Este que sinceramente o abomina,



(Publicado no blogue "Disperso Escrevedor" em 10 de Dezembro de 2006)

5 comentários:

Anónimo disse...

- Mamãe, mamãe, está aqui um senhor a dizer que o Pai Natal não existe!

- Oh... Não chores meu querido, esse senhor chama-se Manuel?

- Sim, mamã, como sabes?

- Porque a mamãe já é muito crescida e conhece esse senhor há muitos anos, ele é um Anjo-escrevedor e sabes meu filho até os Anjos têm...

- E... mamãe... então, mas...porque diz ele que o Pai Natal não existe?

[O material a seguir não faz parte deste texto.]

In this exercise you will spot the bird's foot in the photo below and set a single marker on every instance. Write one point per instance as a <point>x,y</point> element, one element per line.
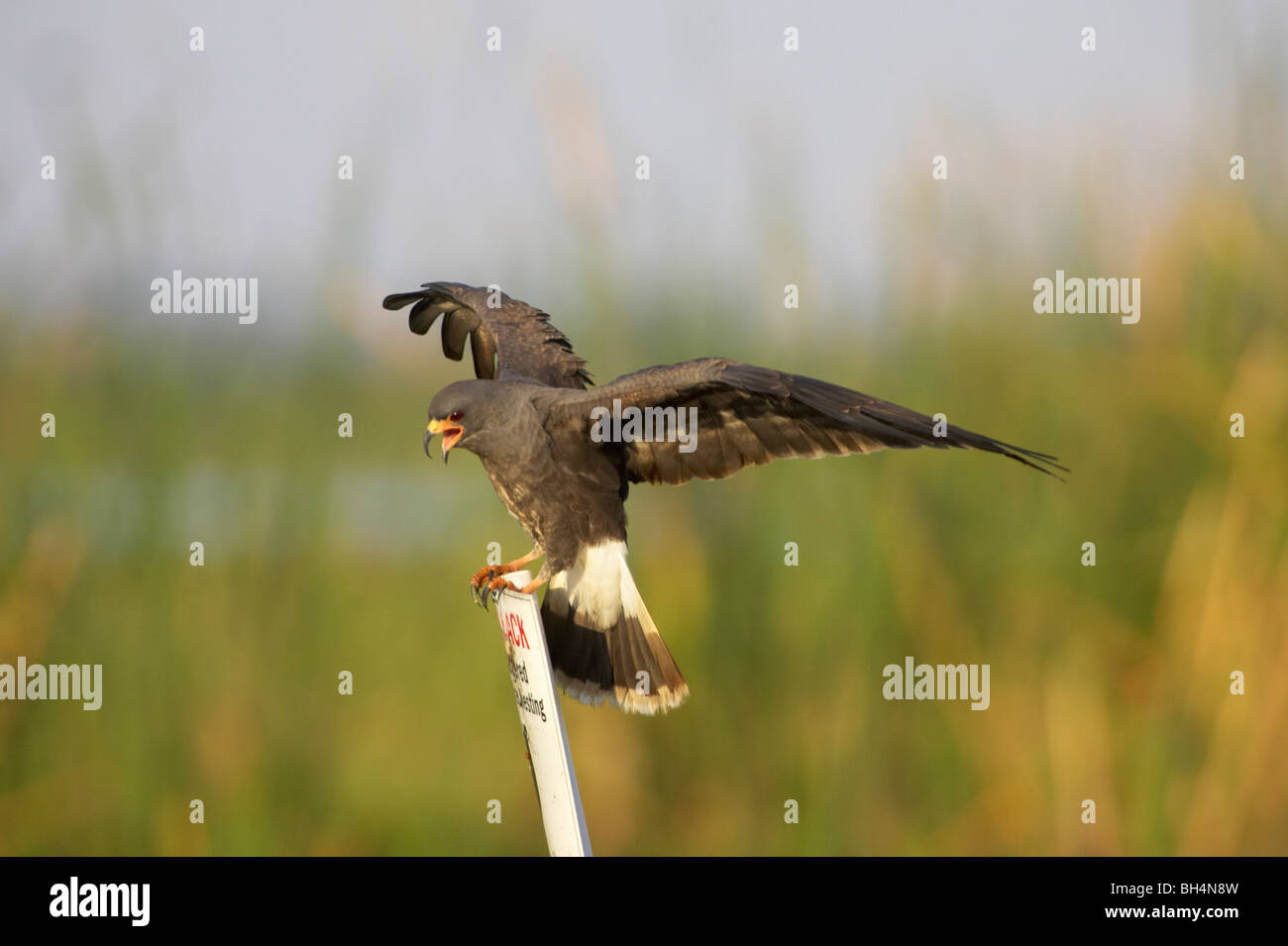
<point>494,587</point>
<point>481,579</point>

- Meu querido menino, este Anjo Manuel gosta muito de escrever, e sabes, os escritores inventam qualquer coisa... até mesmo que o Pai Natal não existe:)
Beijinhos
Graça

Custódia C. disse...

Agora não sei se faço o comentário ao Manuel se à Graça :)
Queridos Amigos, vocês não param de me surpreender. Boa a hora, em que "caí" na Comunidade de Leitores!
Bem hajam e Feliz Natal...

João António disse...

Esse barrigudo, cuja único atractivo para mim, é a cor que roubou ao nosso Glorioso, já andava a pedir há muito, ser posto a nu.
Quero deixar o meu agradecimento ao samurai Escrevedor, que se constituiu como lídimo defensor dos bons princípios Natalícios

Anónimo disse...

Deus não existe; o socialismo muito menos e agora o Pai Natal também não???
De facto, é uma figurinha reboluda e irritante, com uma relação estranha com as suas companheiras renas (e vejam-se os postais de Natal- as renas são cada vez mais as protagonistas e o Pai Natal um elemento de brincadeira), que vive cada vez mais nos centros comerciais e por vezes encontramos pindericamente dependurado da janela de algum prédio ou vivenda, como um assaltante, que optou por dar nas vistas.
Tirando isto o que fica da nossa velha tradição? Para mim o partilhar uma refeição; dar e receber pequenas recordações, trocar sorrisos e risos com quem gostamos.
Para além do stress consumista pode
existir ainda alguma felicidade natalícia, mas em calhando, e apesar do apelo gastador do senhor de farpela vermelha,n/ há bem material que compense a insatisfação e a infelicidade de más dinâmicas familiares e pode ser uma das épocas mais tristes do ano.
Eu fui afortunada este ano: o meu foi feliz!Paula

Maria Amélia disse...

Subscrevendo (naturalmente), a carta que o Manuel dirige a este pobre Pai Natal e que nos convida a partilhar, recordei aquilo que em cada Natal me ocorre sempre, a ideia que mina cada um dos "meus" Natais... Devo-a a Thomas Mann e à sua Montanha Mágica, e tem também a ver com um mito de eterno retorno de que, por mais iluminadamente civilizados, não nos descartamos. É que, com Pai Natal ou Menino Jesus, embora radicalmente diferentes, as nossas vidas continuam a ser infalivelmente pontuadas ciclicamente, por este "acontecimento", que é o Natal. E tal como para os protagonistas da Montanha, naquele sanatório, a vida parece existir em função de um intervalo entre Natais, o qual, eventualmente, nos vai parecendo cada vez mais curto...
Bem, chega de pessimismo: mais cristão ou mais pagão, com mais ou menos contenção despesista, de algumas e variadas, até inesperadas maneiras, estes dias hão-de servir para nos aproximarmos uns dos outros-- são os meus votos!